Here are some items that you may find of interest:

1) London’s LGBT Catholics Young Adults Group, which is affiliated with the Diocese of Westminster, will be hosting a workshop for family members of LGBT+ people on Saturday, November 4, 2017. Msgr. Keith Barltrop, who heads LGBTQI outreach for the Diocese, will be speaking along with Catholic family members of LGBT people. For more information, contact [email protected].

2) Pride celebrations last month were particularly joyful in Malta where same-gender marriages had become legalized September 1, 2017, reported The Independent. The highly-Catholic nation’s legislators legalized equal marriage rights in a 66-1 vote this past July. Malta is considered by many observers to be Europe’s most LGBT-friendly country for its legal advances on transgender rights and other LGBT issues.
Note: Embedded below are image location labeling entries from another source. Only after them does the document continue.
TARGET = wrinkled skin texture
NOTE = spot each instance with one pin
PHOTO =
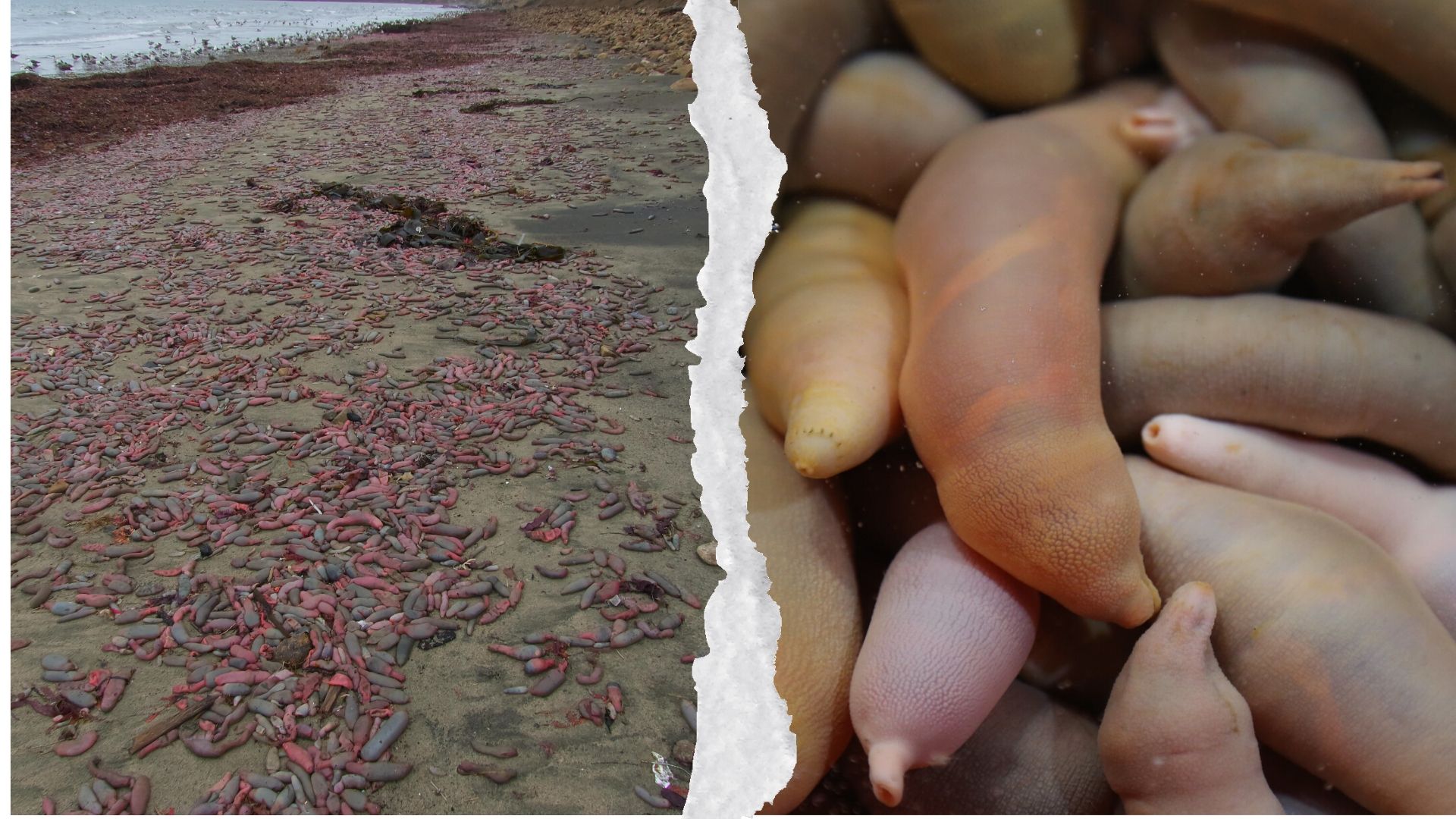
(1177, 736)
(1301, 366)
(1346, 670)
(799, 525)
(912, 708)
(1005, 53)
(1031, 755)
(1277, 85)
(875, 127)
(1231, 213)
(1001, 379)
(827, 335)
(1413, 522)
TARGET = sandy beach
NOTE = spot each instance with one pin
(268, 382)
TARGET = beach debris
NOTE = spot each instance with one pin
(492, 105)
(251, 403)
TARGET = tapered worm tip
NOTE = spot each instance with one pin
(1145, 604)
(1196, 608)
(887, 771)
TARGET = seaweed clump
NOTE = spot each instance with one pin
(424, 223)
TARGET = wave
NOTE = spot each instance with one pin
(82, 39)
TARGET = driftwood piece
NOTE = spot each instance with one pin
(172, 720)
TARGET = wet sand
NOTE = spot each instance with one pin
(142, 273)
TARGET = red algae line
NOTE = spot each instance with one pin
(251, 400)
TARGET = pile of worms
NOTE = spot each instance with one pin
(256, 407)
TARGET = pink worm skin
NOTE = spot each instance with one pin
(76, 746)
(946, 639)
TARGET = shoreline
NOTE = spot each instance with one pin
(264, 49)
(53, 117)
(168, 251)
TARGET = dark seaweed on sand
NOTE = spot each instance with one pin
(422, 223)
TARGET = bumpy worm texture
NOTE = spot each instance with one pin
(1318, 630)
(1413, 522)
(1005, 53)
(1301, 792)
(1301, 366)
(1231, 213)
(794, 47)
(1001, 379)
(946, 637)
(827, 337)
(1410, 39)
(799, 526)
(1031, 755)
(875, 127)
(1277, 85)
(1177, 736)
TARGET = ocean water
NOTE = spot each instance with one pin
(121, 34)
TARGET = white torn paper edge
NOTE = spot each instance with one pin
(745, 751)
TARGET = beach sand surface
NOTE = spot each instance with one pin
(180, 221)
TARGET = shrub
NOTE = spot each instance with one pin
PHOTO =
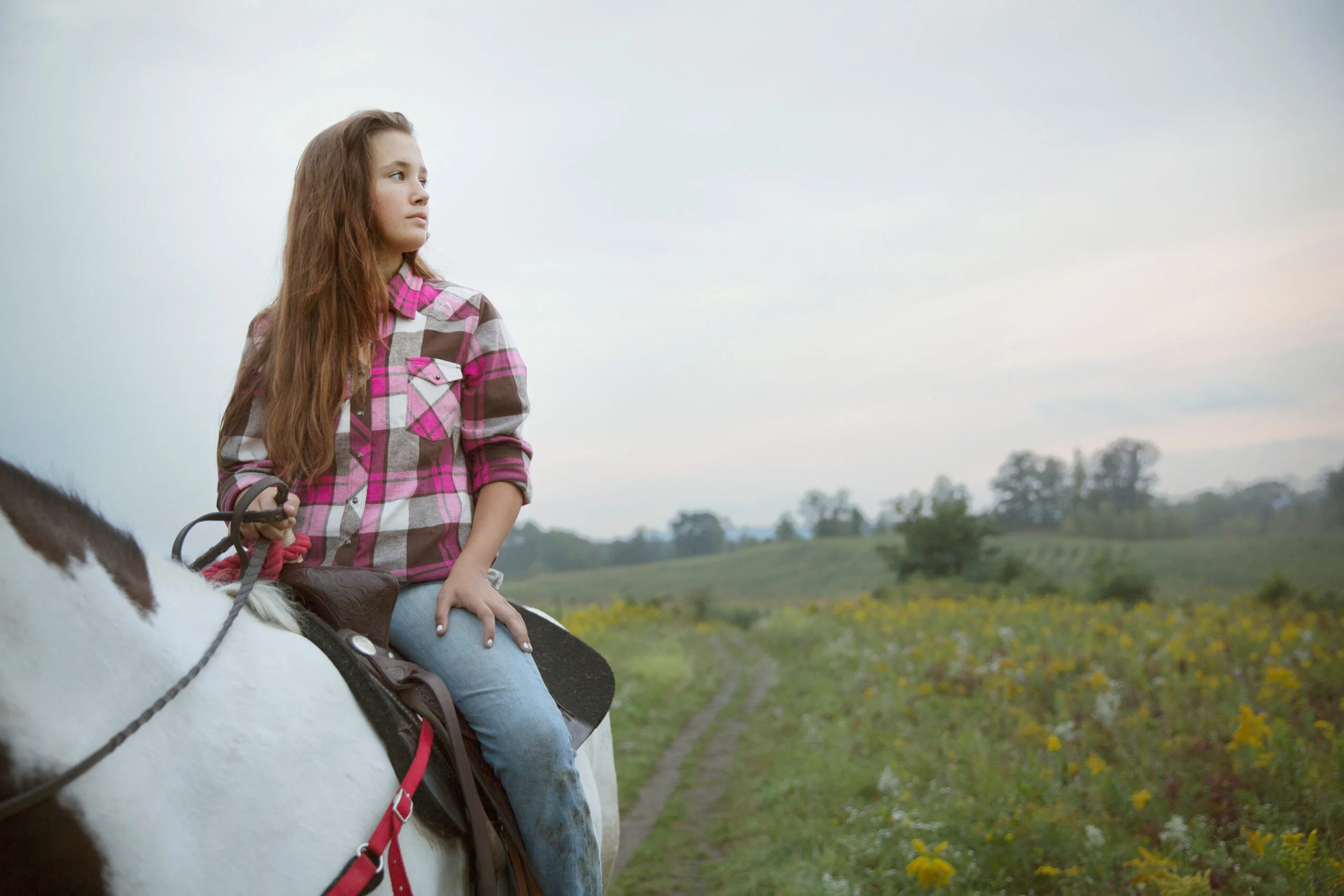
(1119, 579)
(942, 537)
(1276, 590)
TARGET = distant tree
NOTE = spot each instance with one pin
(1077, 499)
(831, 515)
(1122, 476)
(698, 532)
(1031, 492)
(942, 537)
(530, 550)
(1334, 503)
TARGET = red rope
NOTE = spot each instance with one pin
(279, 555)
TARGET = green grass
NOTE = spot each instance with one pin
(1007, 729)
(831, 568)
(773, 573)
(664, 673)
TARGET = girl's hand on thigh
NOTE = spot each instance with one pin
(468, 589)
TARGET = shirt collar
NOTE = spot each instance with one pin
(407, 293)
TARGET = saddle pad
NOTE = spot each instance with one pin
(580, 680)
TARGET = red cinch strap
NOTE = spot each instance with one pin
(385, 836)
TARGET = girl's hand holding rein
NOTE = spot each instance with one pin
(273, 531)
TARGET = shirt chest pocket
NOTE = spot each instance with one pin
(433, 409)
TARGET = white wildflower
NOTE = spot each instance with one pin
(1107, 707)
(838, 887)
(1067, 731)
(1175, 832)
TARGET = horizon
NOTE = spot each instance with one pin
(745, 253)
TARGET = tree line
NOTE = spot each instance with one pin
(1109, 495)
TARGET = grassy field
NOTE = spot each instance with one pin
(832, 568)
(1015, 746)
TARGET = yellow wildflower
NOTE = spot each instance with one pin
(1257, 840)
(1252, 731)
(1296, 853)
(928, 868)
(1151, 867)
(1283, 678)
(1172, 884)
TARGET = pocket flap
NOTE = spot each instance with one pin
(435, 370)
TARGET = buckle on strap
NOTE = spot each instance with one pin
(365, 851)
(411, 806)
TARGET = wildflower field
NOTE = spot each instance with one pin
(1012, 746)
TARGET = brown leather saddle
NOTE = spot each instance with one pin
(349, 618)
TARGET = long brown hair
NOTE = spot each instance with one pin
(331, 297)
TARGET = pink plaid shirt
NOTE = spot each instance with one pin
(438, 419)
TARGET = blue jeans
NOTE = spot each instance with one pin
(522, 733)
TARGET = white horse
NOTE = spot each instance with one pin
(262, 777)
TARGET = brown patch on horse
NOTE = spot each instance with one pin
(61, 527)
(46, 849)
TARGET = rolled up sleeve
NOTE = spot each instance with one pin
(495, 407)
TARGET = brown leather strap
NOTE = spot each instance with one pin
(404, 678)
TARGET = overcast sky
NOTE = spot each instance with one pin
(748, 249)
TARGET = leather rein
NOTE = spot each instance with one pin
(250, 571)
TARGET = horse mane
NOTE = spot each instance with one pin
(62, 529)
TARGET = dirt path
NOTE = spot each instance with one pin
(709, 782)
(654, 796)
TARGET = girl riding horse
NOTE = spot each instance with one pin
(393, 400)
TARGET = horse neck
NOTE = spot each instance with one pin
(78, 659)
3) A lesbian couple in Michigan, Kristy and Dana Dumont, is suing the state government over its affiliation with faith-based adoption providers after Catholic Charities and another Christian social service agency denied their request to adopt a child. The Michigan Catholic Conference, which is not named as a defendant, said the lawsuit is “mean-spirit, divisive, and intolerant,” reported the Lansing State Journal.

4) Following a Catholic bishop’s call for a play about a transgender depiction of Jesus to be totally banned, a civil judge in Brazil has done just that, according to The Scotsman. Artist Jo Clifford was legally barred from producing “The Gospel According to Jesus, Queen of Heaven,” which depicts Jesus as a transgender woman. Clifford responded to Bishop Tomé Ferreira da Silva of São José do Rio Preto, who called for the ban, by saying the play is indeed respectful because it shows Jesus “among the rejected and despised.”

5) Sr. Jeannine Gramick, SL, co-founder of New Ways Ministry, recently wrote about the “call to embrace the other” for Global Sisters Report. Writing about ecumenical relations in England, where she visited this summer, Gramick wrote words quite relevant for LGBT ministry, too:

“By embracing the other, we learn to overcome our prejudice toward those who are different from us. . .To embrace the other means extending a hand of friendship to those who may be strangers and helping the marginalized to aspire to new horizons. It means challenging a system that claims that some people are less deserving than others. To embrace the other is to underscore the good in each person and help to bring out their best.”